Apache Spark defaults provide decent performance for large data sets but leave room for significant performance gains if able to tune parameters based on resources and job. We’ll dive into some best practices extracted from solving real world problems, and steps taken as we added additional resources. garbage collector selection, serialization, tweaking number of workers/executors, partitioning data, looking at skew, partition sizes, scheduling pool, fairscheduler, Java heap parameters. Reading sparkui execution dag to identify bottlenecks and solutions, optimizing joins, partition. By spark sql for rollups best practices to avoid if possible
– Our presentation is on fine tuning and enhancing performance of our Spark jobs.
We all come from IBM, and are data engineers. We’re gonna touch on a wide range of topics for our presentation, that we tuned to get our application running as quickly as possible.
So a little bit of background, all this work was done for a data validation tool for ETL. It’s running over two billion checks across 300 different data sets. Those checks are on completeness, data quality, and some others. Initially, our job was taking over four hours to run, for nine months of data, and that was if it ran to completion. Quite often, we’d see out of memory, or other performance issues. We had a challenge to get our runtimes down to a acceptable level and also have our stable runs.
With that challenge, we did months of research, and got the same application running in around 35 minutes, for a full year of data. Some of the tricks we did were, we moved all of the processing to in memory, which greatly improved our runtimes. Then we’re going to talk about some of the other tricks as well. One thing to note, is we developed all of our applications using Scala, so all of the examples will be in Scala. In tuning, we dealt with many different facets, including CPU, parallelization, garbage collection, and so on.
So these are all different configurations you can tune and tweak. One thing that you wanna make a note of, is that when you tweak one, you are going to affect others. For example, if you increase the amount of memory per executor, you will see increased garbage collection times. If you give additional CPU, you’ll increase your parallelism, but sometimes you’ll see scheduling issues and additional shuffles. What you wanna do, is anytime you’re changing one, see how it affects the others, and use the monitoring you have available to you to verify all of your changes. We used Spark UI, Sysdig, and Kubernetes metrics.
Skew is one of the easiest places you can see some room for performance improvements. Skew just means an uneven distribution of data across your partitions, which results in your work also being distributed unevenly. One thing to note, is that your applications will always initially have skew issues, especially if you data ingestion has skew, then the rest of the application will as well. One extreme example is if you want to do a filter on some data, and one partition had two records, while the other had a million, the stage with a million is going to take significantly longer than the stage with only two.

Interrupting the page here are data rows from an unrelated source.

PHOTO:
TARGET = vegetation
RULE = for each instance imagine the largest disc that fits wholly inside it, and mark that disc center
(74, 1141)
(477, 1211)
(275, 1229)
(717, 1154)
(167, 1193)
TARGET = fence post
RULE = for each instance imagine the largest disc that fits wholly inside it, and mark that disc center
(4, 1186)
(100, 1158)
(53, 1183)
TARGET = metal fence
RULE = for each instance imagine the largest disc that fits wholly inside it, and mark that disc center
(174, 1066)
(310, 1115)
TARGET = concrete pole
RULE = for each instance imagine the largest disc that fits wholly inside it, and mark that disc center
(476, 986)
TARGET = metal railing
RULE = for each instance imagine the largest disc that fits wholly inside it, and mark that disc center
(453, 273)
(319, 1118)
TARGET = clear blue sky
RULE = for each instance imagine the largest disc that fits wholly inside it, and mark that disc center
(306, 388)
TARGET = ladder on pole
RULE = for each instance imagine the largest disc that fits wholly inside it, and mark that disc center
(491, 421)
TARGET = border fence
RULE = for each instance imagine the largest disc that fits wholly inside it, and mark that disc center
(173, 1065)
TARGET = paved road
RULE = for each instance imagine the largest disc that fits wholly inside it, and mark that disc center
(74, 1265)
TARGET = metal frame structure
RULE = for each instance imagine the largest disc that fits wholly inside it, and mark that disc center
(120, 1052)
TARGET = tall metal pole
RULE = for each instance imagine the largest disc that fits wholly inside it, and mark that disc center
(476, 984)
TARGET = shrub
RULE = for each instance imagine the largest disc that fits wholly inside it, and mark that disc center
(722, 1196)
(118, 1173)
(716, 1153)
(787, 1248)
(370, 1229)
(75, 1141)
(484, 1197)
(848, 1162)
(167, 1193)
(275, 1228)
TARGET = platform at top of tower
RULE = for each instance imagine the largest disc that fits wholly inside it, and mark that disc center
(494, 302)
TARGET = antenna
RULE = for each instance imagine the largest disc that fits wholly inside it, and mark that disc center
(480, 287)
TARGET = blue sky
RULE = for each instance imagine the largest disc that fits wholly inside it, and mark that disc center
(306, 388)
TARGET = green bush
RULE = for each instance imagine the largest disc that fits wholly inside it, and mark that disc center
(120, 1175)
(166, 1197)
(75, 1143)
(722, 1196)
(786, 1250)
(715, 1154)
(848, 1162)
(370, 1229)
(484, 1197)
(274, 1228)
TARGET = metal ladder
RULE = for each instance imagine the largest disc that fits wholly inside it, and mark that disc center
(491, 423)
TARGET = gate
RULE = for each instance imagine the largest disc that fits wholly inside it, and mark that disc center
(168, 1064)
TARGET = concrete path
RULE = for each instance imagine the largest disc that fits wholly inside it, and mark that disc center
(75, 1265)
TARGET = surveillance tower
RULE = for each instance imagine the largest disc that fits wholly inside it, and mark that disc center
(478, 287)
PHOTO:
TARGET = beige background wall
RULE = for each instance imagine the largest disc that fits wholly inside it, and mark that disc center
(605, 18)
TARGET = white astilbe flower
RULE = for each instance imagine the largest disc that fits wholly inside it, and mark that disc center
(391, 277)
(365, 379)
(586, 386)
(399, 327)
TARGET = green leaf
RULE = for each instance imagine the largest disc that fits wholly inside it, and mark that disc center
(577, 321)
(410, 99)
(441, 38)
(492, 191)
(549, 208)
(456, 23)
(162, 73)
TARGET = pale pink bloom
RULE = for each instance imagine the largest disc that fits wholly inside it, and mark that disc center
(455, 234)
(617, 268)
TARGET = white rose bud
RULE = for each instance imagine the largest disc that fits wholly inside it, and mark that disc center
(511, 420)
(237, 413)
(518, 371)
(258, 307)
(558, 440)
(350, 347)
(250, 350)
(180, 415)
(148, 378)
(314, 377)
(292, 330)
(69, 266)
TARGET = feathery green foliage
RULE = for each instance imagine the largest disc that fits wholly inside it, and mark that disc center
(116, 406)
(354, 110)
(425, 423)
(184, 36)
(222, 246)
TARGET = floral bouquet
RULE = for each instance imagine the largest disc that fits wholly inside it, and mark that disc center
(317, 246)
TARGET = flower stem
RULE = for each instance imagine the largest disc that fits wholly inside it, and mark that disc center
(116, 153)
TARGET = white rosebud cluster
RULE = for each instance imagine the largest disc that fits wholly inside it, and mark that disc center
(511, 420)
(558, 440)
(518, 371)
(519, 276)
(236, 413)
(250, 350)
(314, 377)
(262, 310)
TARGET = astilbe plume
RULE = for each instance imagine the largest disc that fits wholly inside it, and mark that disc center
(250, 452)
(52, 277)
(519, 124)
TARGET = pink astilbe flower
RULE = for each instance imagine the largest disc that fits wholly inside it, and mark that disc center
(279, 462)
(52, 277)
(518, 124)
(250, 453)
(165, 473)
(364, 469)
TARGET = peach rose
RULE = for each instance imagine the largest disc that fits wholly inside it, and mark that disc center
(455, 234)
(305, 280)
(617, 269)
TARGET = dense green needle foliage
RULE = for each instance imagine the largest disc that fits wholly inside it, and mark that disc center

This is looking at some examples. The first example is us looking at Spark UI. Notice that the vast majority of stages completed quickly, while the remaining stages took significantly longer, in some cases, six times longer. This is a great way to identify skew, is some stages completing quickly, while other stages take way more time. The second screen capture is looking at system metrics, and notice that some of the executors are taking way more memory and CPU than others for the same stages in the job.
If you think you have skew, it’s really easy to confirm as well. One way is looking at your Spark logs. If you look at your RDD partitions sizes in the logs, you’ll notice that on the left side, the same RDD, some partitions only have 16 bytes of data, while others have hundreds of megabytes. On the right side, they look much more evenly distributed. Another thing you can do, is using the dataframe RDD API, you can print out the number of records per partition to confirm that there is skew. Again, on the left side, you’ll notice that some partitions have over a million records, while many have zero, and on the right side, we see a much more even distribution again. So once you identify skew, what are some ways you can handle that skew?
One of the most naive approaches is the blind repartition, it can also be very effective though. Where you wanna use repartition is, for example, if you wanna increase the number of partitions you’re using for large operations, or if you’re reading from a partition source that has less than the desired number of partitions. Another great use-case for repartition is before you’re doing several narrow transformations where you’re not shuffling data around, so for example, that filter example we talked about earlier. If you’re going to decrease the number of partitions, you should always use coalesce, rather than repartition, however, because it will shuffle less data. When you’re doing joins, and you have skewed data, there are different tricks you use and Blake’s going to speak to those in a few slides.
One of the best places to handle skew, is at ingestion time. So for example, if you’re doing JDBC reads, you can use spark options to do partition reads and get performance gains. One thing to know, is if you’re going to specify one of these options, you must specify them all. One that’s not mentioned here is your fetch size, that’s another parameter you can tweak. One thing to know, is that the default fetch size actually depends on the database so it’s another area to look into. For these options, what you need to know, is that the partition column in particular, is numeric, and you have to choose it very carefully. You want your partition column to have relatively even distribution. If it’s heavily skewed, then your partition read will also have some performance issues. If you don’t have a good column, that’s relatively even distributed, then you can create a partition column through the combination of other numeric columns using addition, mods, and so on. If possible, you wanna ask your data owner to include this partition column in the data itself, rather than have it generated by the query, again for performance gains. One example where we saw significant performance was we took a job that was taking 40 minutes to do a read, down to under 10.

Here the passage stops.